Tracheal and neck position influence upper airway airflow dynamics by altering airway length.

Upper airway obstruction during sleep is characterized by inspiratory airflow limitation and reductions in maximal inspiratory airflow (VImax). To determine how mechanical factors modulate VImax, we analyzed pressure-flow relationships obtained in the isolated upper airway of paralyzed cats. VImax and its determinants, the pharyngeal critical pressure (Pcrit) and the nasal resistance (Rn) upstream to the flow-limiting site (FLS), were measured as caudal tracheal displacement, neck position, and airway length were systematically varied. As the proximal tracheal stump was displaced caudally, graded increases in VImax from 145.3 +/- 90.8 (SD) to 285.9 +/- 117.5 ml/s (P < 0.02) and decreases in Pcrit from -3.0 +/- 3.0 to -9.5 +/- 3.4 cmH2O (P < 0.002) were seen without any significant change in Rn.
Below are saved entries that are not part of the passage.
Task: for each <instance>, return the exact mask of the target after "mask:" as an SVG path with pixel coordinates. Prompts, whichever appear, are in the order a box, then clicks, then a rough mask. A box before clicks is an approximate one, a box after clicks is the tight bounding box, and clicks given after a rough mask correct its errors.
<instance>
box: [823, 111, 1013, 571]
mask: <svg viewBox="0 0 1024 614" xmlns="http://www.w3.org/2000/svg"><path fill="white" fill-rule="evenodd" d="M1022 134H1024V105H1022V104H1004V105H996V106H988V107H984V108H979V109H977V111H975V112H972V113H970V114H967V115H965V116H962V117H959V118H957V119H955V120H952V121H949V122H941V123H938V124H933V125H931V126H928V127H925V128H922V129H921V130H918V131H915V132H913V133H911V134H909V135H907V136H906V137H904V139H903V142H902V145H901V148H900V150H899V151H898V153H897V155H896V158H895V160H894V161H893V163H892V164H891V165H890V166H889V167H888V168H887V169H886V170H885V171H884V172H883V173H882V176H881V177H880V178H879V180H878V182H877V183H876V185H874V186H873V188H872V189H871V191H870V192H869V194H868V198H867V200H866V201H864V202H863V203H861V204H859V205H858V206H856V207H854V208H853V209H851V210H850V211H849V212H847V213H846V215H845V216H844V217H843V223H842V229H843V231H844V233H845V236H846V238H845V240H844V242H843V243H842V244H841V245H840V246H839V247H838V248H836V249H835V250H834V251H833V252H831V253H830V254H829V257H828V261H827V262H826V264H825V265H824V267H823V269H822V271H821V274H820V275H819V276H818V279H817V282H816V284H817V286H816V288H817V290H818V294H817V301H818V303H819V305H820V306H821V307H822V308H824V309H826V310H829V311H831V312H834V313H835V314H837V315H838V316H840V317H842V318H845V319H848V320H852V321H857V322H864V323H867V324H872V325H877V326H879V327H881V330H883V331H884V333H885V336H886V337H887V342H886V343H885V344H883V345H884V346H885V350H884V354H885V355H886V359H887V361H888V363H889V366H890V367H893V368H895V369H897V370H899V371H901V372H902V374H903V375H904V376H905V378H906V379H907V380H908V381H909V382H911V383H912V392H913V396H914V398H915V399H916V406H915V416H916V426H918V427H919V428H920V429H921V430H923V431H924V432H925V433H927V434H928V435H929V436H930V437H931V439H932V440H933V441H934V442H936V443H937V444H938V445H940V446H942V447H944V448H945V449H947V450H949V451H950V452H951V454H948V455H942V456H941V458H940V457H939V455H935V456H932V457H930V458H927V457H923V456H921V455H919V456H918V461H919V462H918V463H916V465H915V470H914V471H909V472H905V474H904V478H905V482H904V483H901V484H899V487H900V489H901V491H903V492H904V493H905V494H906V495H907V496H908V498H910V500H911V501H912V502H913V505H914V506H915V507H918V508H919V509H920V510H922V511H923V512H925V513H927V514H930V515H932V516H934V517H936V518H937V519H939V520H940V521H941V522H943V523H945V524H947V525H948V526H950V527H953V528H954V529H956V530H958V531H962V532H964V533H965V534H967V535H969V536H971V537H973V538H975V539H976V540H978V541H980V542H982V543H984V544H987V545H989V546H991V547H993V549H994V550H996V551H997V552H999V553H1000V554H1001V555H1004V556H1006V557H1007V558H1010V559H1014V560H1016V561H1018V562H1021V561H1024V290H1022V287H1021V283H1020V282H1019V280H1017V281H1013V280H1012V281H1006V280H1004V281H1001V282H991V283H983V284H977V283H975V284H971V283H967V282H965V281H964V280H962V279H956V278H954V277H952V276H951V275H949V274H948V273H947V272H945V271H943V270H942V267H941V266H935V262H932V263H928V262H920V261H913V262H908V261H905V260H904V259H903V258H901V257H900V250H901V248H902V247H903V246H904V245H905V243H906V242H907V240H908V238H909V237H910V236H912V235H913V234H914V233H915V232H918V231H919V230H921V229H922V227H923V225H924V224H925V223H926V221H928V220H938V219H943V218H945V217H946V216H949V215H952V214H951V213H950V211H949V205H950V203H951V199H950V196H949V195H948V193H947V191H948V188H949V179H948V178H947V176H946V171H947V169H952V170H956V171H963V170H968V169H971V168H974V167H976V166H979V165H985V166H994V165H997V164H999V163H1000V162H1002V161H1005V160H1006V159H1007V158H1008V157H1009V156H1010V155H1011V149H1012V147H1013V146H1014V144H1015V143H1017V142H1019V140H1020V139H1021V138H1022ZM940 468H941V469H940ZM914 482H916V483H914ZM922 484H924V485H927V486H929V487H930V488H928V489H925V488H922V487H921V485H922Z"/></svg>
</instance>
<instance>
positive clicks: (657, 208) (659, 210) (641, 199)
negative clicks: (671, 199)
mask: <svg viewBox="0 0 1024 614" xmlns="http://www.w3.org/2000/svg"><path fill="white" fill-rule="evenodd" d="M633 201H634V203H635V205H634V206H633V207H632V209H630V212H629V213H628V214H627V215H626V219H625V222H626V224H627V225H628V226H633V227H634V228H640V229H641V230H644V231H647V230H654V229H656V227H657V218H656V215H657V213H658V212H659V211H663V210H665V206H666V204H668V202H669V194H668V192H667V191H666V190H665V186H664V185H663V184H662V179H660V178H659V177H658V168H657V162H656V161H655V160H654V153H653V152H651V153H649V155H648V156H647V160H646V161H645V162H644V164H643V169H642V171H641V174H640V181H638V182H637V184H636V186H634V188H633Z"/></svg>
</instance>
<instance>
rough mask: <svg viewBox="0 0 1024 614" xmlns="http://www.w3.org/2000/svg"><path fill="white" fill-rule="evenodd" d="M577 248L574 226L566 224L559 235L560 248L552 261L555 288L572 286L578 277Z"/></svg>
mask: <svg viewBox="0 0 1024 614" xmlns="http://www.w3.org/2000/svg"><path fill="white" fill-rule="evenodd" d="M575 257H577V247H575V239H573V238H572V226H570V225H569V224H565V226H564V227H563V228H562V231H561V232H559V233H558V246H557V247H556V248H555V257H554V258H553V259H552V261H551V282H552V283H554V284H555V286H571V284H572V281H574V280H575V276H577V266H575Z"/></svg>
During neck flexion, significant decreases in VImax from 192.1 +/- 68.5 to 87.2 +/- 48.4 ml/s (P = 0.001), increases in Pcrit from -5.3 +/- 2.03 cmH2O to -1.6 +/- 1.4 cmH2O (P < 0.001), and decreases in Rn from 29.7 +/- 12.2 cmH2O.l-1.s to 16.2 +/- 8.9 cmH2O.l-1.s (P < 0.001) were noted compared with the neutral or extended neck position. Relative to the neutral airway length, upper airway length was found to decrease by 1.15 +/- 0.14 cm during neck flexion and to lengthen by 0.45 +/- 0.12 cm during neck extension. When tracheal displacement and neck position were altered, VImax and Rn correlated directly and Pcrit correlated inversely with airway length (P < 0.001). We conclude that alterations in airflow mechanics with caudal tracheal displacement and changes in neck positions are primarily due to alterations in airway length.